Essay writer and philosopher Edouardo Lourenco, author of a biography of Fernando Pessoa, explains how this writer, who is now considered to be one of the most important ones of the century, disrupted Portuguese imaginations through his accounts of the city of Lisbon and daily life. His work also discusses modern man's loss of identity through his multiplicity. Finally, Pivot comments on one of his greatest works, Book of Disquiet.
Never perhaps has the term 'elusive' applied more to an author than to Portuguese Fernando Pessoa (1888-1935), whose name means 'person'. Writing in his mother tongue as well as in English, that he learned in South Africa where his mother remarried with the Portuguese Consul in Durban, he practically never left Lisbon, his birth town, after his return in 1905, living from translation work and publishing (in particular he founded the poetic reviews, Orpheu in 1915, that only had two editions, and Athena, as well as the publishing house Olisipo).

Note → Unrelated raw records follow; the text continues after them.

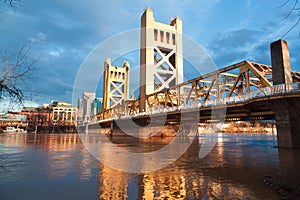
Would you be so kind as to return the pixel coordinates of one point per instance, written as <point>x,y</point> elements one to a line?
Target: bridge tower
<point>115,84</point>
<point>161,62</point>
<point>287,112</point>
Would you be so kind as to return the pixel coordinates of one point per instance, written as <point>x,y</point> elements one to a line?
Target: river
<point>58,166</point>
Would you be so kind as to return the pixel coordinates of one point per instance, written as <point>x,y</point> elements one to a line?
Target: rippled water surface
<point>57,166</point>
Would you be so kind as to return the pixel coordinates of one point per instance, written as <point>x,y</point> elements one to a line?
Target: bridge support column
<point>288,126</point>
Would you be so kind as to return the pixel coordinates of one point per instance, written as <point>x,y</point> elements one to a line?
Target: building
<point>64,116</point>
<point>37,119</point>
<point>87,100</point>
<point>12,119</point>
<point>58,116</point>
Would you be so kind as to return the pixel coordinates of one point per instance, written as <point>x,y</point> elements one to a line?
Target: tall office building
<point>87,100</point>
<point>96,106</point>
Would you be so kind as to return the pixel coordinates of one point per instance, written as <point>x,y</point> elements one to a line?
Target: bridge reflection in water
<point>54,166</point>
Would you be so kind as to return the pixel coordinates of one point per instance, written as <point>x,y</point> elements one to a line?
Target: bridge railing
<point>254,94</point>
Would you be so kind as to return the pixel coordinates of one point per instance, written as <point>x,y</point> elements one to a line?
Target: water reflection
<point>235,169</point>
<point>50,155</point>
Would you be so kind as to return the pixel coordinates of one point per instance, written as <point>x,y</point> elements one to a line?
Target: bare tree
<point>15,71</point>
<point>294,9</point>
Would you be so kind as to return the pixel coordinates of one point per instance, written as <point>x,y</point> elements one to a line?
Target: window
<point>168,37</point>
<point>155,34</point>
<point>161,36</point>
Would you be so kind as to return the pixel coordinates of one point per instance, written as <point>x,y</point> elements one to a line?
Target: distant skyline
<point>62,33</point>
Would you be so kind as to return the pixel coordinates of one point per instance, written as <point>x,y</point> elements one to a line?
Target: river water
<point>58,166</point>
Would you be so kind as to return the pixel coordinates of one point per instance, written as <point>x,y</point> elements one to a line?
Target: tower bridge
<point>243,91</point>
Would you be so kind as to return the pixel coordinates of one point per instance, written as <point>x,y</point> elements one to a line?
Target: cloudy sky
<point>62,33</point>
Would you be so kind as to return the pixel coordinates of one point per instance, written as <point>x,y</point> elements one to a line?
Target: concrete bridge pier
<point>287,112</point>
<point>288,124</point>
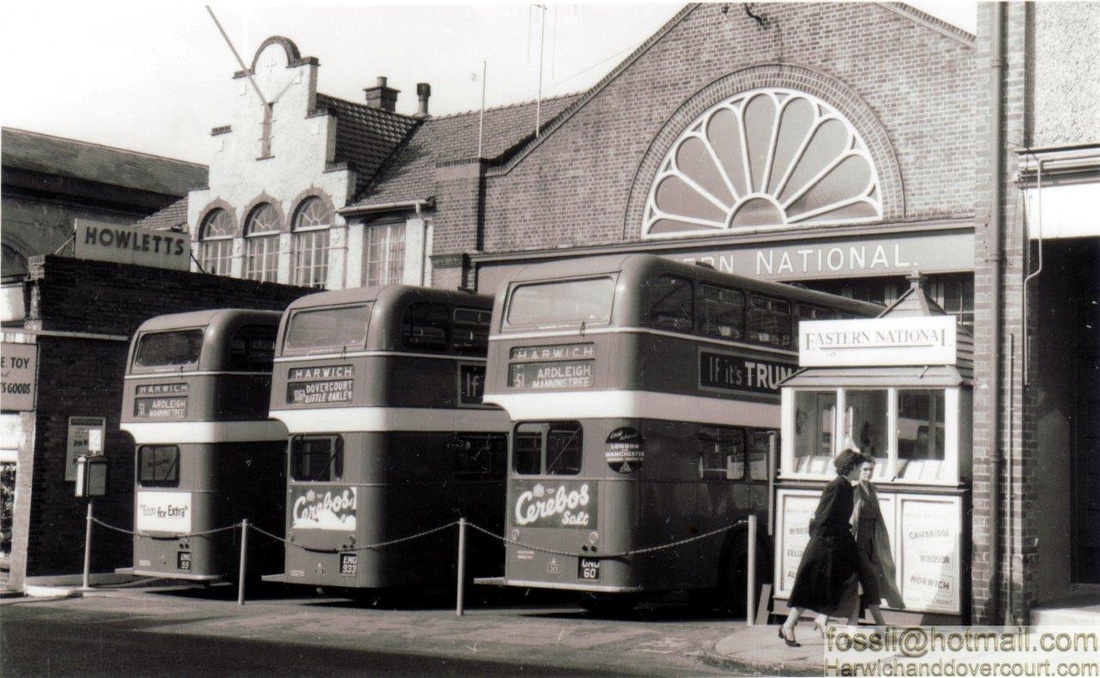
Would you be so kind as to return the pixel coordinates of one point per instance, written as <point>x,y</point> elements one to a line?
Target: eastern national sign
<point>878,341</point>
<point>128,244</point>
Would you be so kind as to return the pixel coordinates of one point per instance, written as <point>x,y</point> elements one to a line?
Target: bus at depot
<point>197,386</point>
<point>381,393</point>
<point>645,407</point>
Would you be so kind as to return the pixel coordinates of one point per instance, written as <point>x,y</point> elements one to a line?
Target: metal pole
<point>462,567</point>
<point>87,550</point>
<point>244,548</point>
<point>749,598</point>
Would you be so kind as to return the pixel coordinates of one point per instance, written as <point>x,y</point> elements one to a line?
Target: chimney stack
<point>422,93</point>
<point>383,97</point>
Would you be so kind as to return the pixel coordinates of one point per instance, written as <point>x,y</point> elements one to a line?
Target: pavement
<point>746,651</point>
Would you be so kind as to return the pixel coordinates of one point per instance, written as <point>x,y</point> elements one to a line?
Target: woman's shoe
<point>790,642</point>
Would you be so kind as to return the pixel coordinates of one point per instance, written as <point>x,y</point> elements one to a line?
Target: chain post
<point>462,567</point>
<point>244,548</point>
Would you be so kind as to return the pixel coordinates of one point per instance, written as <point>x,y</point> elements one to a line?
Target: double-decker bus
<point>197,386</point>
<point>644,395</point>
<point>381,393</point>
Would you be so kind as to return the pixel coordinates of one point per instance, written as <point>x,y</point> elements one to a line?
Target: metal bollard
<point>750,594</point>
<point>462,567</point>
<point>244,548</point>
<point>87,551</point>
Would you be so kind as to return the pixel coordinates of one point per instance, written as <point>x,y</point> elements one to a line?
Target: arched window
<point>261,233</point>
<point>217,242</point>
<point>763,157</point>
<point>311,223</point>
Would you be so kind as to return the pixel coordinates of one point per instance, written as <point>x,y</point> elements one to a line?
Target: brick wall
<point>906,87</point>
<point>103,304</point>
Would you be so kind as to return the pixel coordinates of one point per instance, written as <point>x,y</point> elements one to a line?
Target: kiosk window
<point>253,348</point>
<point>158,466</point>
<point>549,449</point>
<point>669,301</point>
<point>722,452</point>
<point>426,327</point>
<point>317,458</point>
<point>164,349</point>
<point>721,313</point>
<point>342,327</point>
<point>814,422</point>
<point>921,434</point>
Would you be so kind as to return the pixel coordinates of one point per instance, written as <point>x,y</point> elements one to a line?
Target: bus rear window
<point>158,466</point>
<point>568,302</point>
<point>317,458</point>
<point>548,449</point>
<point>343,327</point>
<point>169,349</point>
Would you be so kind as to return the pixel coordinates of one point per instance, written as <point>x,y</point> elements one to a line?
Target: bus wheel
<point>609,604</point>
<point>734,576</point>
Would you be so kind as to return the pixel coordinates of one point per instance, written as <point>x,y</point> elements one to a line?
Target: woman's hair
<point>847,460</point>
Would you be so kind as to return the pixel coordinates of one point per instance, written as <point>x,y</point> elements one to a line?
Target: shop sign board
<point>128,244</point>
<point>795,510</point>
<point>85,439</point>
<point>878,341</point>
<point>164,512</point>
<point>19,375</point>
<point>930,546</point>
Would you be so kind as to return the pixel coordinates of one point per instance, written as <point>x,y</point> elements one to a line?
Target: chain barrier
<point>356,548</point>
<point>598,555</point>
<point>142,535</point>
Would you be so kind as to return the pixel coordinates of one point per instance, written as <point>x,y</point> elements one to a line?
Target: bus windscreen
<point>559,303</point>
<point>165,349</point>
<point>343,327</point>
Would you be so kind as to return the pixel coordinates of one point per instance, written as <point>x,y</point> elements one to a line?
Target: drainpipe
<point>997,73</point>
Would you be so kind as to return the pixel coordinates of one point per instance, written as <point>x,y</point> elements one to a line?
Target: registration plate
<point>349,565</point>
<point>587,569</point>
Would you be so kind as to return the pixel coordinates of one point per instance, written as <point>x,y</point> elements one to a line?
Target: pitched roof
<point>172,217</point>
<point>80,160</point>
<point>410,173</point>
<point>365,135</point>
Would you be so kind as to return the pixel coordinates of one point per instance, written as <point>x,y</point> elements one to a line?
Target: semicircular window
<point>761,159</point>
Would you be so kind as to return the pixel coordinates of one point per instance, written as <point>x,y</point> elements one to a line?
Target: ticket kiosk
<point>900,387</point>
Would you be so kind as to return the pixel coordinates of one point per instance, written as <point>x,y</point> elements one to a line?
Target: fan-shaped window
<point>217,242</point>
<point>311,223</point>
<point>261,232</point>
<point>763,157</point>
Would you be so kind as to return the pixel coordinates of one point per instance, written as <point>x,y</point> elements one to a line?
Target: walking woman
<point>831,561</point>
<point>877,572</point>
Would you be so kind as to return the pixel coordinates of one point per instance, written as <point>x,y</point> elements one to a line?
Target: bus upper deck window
<point>342,327</point>
<point>769,320</point>
<point>560,303</point>
<point>253,348</point>
<point>174,348</point>
<point>426,327</point>
<point>470,331</point>
<point>158,466</point>
<point>721,313</point>
<point>317,458</point>
<point>669,304</point>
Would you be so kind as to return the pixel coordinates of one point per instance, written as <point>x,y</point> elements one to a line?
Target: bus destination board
<point>732,372</point>
<point>320,385</point>
<point>161,401</point>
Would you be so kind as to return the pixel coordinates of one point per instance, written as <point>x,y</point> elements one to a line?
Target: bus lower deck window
<point>317,458</point>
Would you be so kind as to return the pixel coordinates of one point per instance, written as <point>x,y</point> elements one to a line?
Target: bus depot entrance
<point>1064,374</point>
<point>898,387</point>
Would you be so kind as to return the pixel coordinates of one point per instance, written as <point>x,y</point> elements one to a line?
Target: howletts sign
<point>128,244</point>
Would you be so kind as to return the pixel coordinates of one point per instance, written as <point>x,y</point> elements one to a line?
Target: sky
<point>155,77</point>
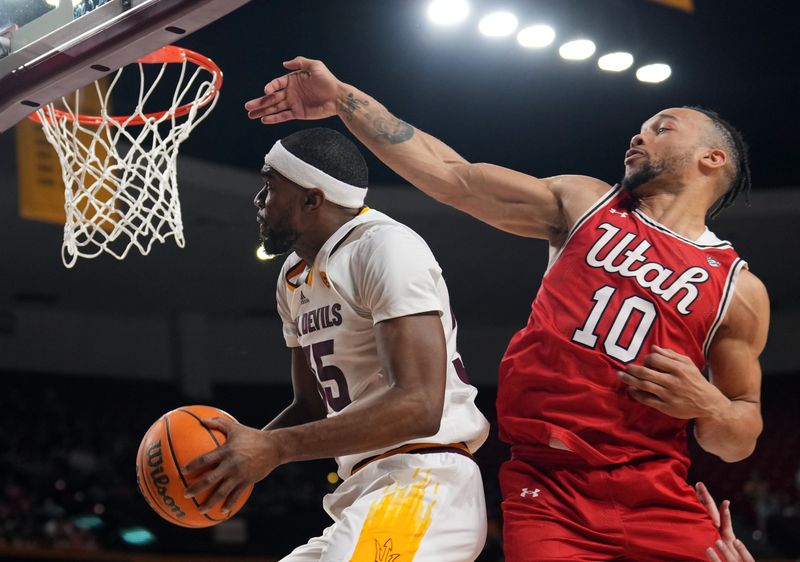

An unrecognized poet who had just published one book, Message (1934), left after his death over 27,000 handwritten poems in a trunk, signed by dozens of authors, all aliases or more precisely heteronyms, as he called them, of the elusive poet.
Published since then as collections, his work was immediately recognized as one of the most important contributions to Portuguese and European literature, which earned him a peaceful rest, after a national homage in 1985 on the fiftieth anniversary of his death alongside Vasco de Gama and Luis de Camoens, in the Hieronymites monastery in Lisbon.